Mon, Jul 23, 2007 - Page 12 News List

Apple's use of LED lights boosts sector

PRODUCTION INCREASED Environmental and power efficiency concerns are driving the demand for LEDs, which use less mercury, in TVs and monitor screens


Visitors walk by a display of LED street lights at an exposition in Taipei on June 18.


Wellypower Optronics Corp (威力盟), the nation's largest maker of lamps that light up computer monitors and TV screens, will raise capacity of light-emitting diodes (LEDs) as demand increases for the devices that use less power.

The company will boost production capacity to as much as 12 million LEDs per month from 2 million currently, Tony Chang (張孜多), vice president of Wellypower, said on Friday.

The Hsinchu-based company last month raised its forecast for investment in LED production by 67 percent to NT$200 million (US$6 million) because of client requests for the diodes, he said.

The company will increase its capacity to produce LEDs 12-fold to 12 million pieces per month this year, he said.

Apple Inc last month introduced its first notebook using LEDs, and said the diodes will be used in new products because they contain less mercury and use less power. Wellypower, which makes fluorescent tubes that illuminate screens, will phase out production of smaller tubes within two years, Chang said.

"It's a long-term issue and now is the best time to enter the LED business," Chang said. "Customers are asking for more LEDs, so we are cutting back tubes for smaller displays."

LEDs are semiconductors that emit light whose color varies according to the component chemicals. Current backlights, which sit behind a liquid-crystal display, use fluorescent tubes, which burn more power and provide less color spectrum.

Shipments of LEDs used as backlights in screens larger than 10 inches will almost triple next year, compared with 12.8 percent growth for fluorescent tubes, according Austin, Texas-based Display Search.

Wellypower's sales of LEDs, which are used in 95 percent of mobile phones and increasingly in laptops, will more than double next year, Chang said, without giving details.

LEDs will account for between 5 percent and 10 percent of sales this year, rising to as much as 20 percent next year, he said.

The company's first-quarter net income fell 49 percent to NT$147.6 million amid a slowdown in the flat-panel industry and falling prices of fluorescent tubes. Sales gained 22 percent to NT$1.3 billion.

LEDs started as the little red indicators on clock radios and are backlights in most cellphones. Now the LEDs are helping Apple and Sony Corp slim down computers and televisions and cut power usage.

Apple's MacBooks, released last month, are the first of the company's laptops to use LEDs, part of a goal to eliminate mercury from Apple products and become more power-efficient.

Sony released a TV with an LED backlight in 2005, while Sharp Corp and Fujitsu Ltd also make notebooks that use LEDs.

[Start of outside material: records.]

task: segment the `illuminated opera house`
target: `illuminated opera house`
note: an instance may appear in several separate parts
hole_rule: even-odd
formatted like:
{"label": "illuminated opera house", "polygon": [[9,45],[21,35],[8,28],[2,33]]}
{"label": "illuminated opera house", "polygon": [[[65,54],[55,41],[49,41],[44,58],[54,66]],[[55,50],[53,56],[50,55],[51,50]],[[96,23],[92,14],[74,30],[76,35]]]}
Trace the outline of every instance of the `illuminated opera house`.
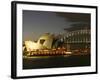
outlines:
{"label": "illuminated opera house", "polygon": [[63,34],[45,33],[37,42],[25,41],[24,55],[66,55],[72,53],[90,53],[90,29],[66,31]]}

The Ministry of Economic Affairs said in April it would spend NT$2.1 billion to replace all of the country's traffic lights, which use traditional bulbs, with LEDs within three years, and will also convert 1.35 million street lamps.

"Apple is the trendsetter; now that they're using LEDs everyone else will follow," said Jordan Chen, who holds shares of Everlight Electronics Co (億光電子), Epistar Corp (晶元光電) and Opto Tech Corp (華凌光電) among the US$200 million he manages as chief investment officer at Invesco Taiwan Ltd (景順投信).

"LED stocks are benefiting from power efficiency and environment protection, and the trend will continue," Chen said.

While more power efficient, LEDs are as much as 50 percent more expensive than fluorescent lights, limiting them at present to high-end notebooks where price is less of an issue, Chang said.